Pendant l’initiation, les jeunes filles BUNDU apprenaient tout ce qui était nécessaire pour l’économie tribale et la vie d’une femme. Elles prenaient un nouveau nom et étaient initiées aux secrets qu’elles devaient garder pendant toute leur existence.
Car aucun de ces mystères ne devaient être dévoilé aux noninitiés24
Jadis société très secrète, le BUNDU semble se transformer en une société féministe enracinée dans les traditions africaines, abandonnant progressivement la pratique de l’excision. C’est pendant l’initiation de BUNDU que les femmes prennent conscience de leur propre identité et de leur valeur au sein de la société.
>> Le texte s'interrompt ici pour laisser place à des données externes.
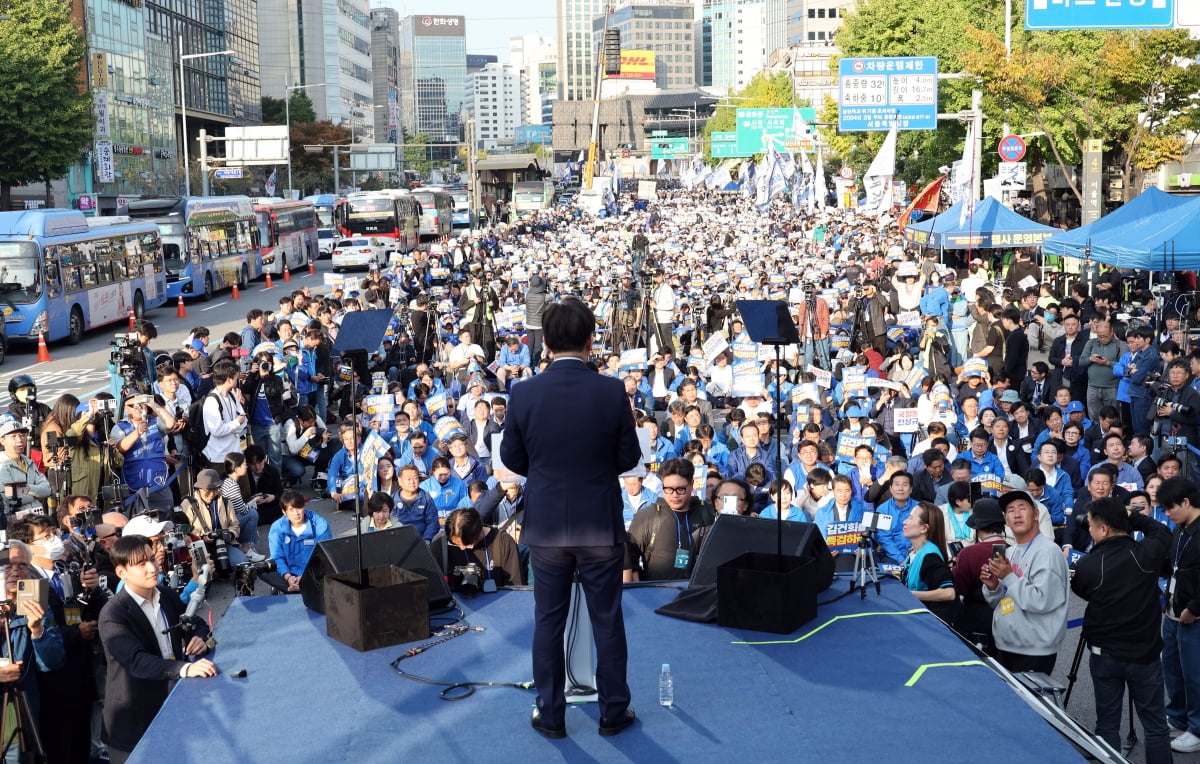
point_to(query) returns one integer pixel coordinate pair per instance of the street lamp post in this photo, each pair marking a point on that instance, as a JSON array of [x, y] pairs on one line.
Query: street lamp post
[[287, 120], [183, 104]]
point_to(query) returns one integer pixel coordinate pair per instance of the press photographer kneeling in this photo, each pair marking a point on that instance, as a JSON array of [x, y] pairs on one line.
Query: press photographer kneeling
[[478, 558]]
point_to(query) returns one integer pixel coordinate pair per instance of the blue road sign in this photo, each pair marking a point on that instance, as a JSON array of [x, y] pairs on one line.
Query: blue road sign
[[875, 92], [1099, 13]]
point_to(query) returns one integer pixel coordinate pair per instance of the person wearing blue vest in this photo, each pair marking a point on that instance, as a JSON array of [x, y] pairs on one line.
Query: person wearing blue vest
[[893, 541], [925, 571], [983, 461], [139, 438]]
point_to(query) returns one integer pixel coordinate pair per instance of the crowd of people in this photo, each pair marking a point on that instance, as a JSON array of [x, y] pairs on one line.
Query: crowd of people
[[997, 420]]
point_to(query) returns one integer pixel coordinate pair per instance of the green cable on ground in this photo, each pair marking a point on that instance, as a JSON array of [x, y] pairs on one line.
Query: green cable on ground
[[833, 620], [916, 677]]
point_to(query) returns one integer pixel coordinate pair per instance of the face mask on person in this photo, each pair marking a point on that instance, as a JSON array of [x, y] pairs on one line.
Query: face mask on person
[[53, 548]]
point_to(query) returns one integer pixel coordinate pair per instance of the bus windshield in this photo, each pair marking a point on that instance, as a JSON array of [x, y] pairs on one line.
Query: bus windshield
[[19, 278], [173, 256]]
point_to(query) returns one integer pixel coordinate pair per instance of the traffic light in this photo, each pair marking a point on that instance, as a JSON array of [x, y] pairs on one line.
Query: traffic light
[[612, 52]]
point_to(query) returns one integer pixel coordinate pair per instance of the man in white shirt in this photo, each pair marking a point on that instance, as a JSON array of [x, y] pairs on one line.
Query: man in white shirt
[[225, 419], [663, 302]]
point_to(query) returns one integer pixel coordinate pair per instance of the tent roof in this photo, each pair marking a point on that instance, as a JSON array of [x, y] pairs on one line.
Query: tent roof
[[991, 227], [1155, 230]]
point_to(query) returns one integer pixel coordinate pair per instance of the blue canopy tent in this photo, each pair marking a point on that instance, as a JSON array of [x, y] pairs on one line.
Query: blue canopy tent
[[1155, 232], [991, 227]]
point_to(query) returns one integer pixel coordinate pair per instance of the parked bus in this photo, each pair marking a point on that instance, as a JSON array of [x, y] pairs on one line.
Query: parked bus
[[529, 197], [330, 220], [437, 212], [287, 233], [390, 214], [208, 242], [63, 274]]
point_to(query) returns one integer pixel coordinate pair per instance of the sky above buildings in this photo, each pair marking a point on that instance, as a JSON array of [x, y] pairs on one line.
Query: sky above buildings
[[490, 23]]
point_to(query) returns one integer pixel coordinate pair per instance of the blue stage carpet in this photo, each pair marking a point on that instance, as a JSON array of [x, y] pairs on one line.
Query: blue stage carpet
[[838, 695]]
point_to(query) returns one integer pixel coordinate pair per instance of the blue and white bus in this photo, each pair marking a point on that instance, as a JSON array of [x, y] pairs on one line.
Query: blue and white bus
[[61, 274], [208, 242]]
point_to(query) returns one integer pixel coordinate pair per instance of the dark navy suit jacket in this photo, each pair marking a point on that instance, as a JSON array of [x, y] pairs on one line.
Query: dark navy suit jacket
[[571, 433]]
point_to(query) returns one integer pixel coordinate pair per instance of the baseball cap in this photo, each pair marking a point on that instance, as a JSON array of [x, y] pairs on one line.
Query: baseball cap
[[209, 480], [142, 525], [985, 513], [11, 425]]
L’initiation BUNDU leur apprend comment résister à la violence masculine et vivre dignement dans la famille, le clan et le monde.
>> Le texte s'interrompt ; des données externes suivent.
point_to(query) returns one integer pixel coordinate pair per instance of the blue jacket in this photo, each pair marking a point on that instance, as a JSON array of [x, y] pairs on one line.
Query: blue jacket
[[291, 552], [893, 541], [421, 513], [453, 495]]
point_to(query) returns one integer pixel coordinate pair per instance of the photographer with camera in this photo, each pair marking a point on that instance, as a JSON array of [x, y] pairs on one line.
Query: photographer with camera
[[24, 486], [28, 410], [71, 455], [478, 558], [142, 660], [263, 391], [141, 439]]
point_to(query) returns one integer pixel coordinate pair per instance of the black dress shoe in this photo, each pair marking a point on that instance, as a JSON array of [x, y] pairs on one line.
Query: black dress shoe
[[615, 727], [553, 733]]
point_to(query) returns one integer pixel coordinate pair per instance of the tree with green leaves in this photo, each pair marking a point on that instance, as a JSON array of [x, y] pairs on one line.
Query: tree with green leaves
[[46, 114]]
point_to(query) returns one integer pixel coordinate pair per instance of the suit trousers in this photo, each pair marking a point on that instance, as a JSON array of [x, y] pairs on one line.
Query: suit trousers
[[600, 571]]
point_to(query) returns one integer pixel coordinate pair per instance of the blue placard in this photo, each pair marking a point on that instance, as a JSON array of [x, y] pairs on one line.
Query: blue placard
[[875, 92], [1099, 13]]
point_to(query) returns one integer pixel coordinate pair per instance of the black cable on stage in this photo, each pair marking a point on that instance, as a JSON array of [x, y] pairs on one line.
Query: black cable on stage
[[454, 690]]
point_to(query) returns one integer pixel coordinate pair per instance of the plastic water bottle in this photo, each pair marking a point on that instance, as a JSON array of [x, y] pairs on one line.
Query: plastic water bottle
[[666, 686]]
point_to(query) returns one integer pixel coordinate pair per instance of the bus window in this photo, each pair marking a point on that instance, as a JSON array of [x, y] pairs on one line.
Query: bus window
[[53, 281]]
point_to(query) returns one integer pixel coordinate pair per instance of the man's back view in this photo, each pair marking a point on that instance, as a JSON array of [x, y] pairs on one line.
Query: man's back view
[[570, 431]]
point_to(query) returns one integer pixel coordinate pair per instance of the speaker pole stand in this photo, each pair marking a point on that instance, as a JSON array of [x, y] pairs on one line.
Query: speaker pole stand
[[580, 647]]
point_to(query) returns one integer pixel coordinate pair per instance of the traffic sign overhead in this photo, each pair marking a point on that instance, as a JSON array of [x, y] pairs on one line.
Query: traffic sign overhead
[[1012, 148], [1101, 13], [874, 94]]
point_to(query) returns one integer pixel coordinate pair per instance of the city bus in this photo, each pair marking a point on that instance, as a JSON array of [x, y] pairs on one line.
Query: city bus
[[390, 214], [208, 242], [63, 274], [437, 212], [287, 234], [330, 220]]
Les femmes Bundu étaient très engagées dans le parti politique de Nkrumah, avant, pendant et après l’indépendance du Ghana.
L’analyse de ces deux écoles traditionnelles, le PORO pour les garçons et le BUNDU pour les filles, conduit Nkrumah à conclure que l’éducation dans la société traditionnelle donnait une préparation efficiente pour les activités de la vie.
Elle réalisait ainsi son but en préparant les individus, hommes et femmes, à participer efficacement à la vie de leur société. Mais selon Nkrumah, la faiblesse de l’éducation traditionnelle réside dans le fait qu’elle est, dans une certaine mesure, enveloppée de superstition.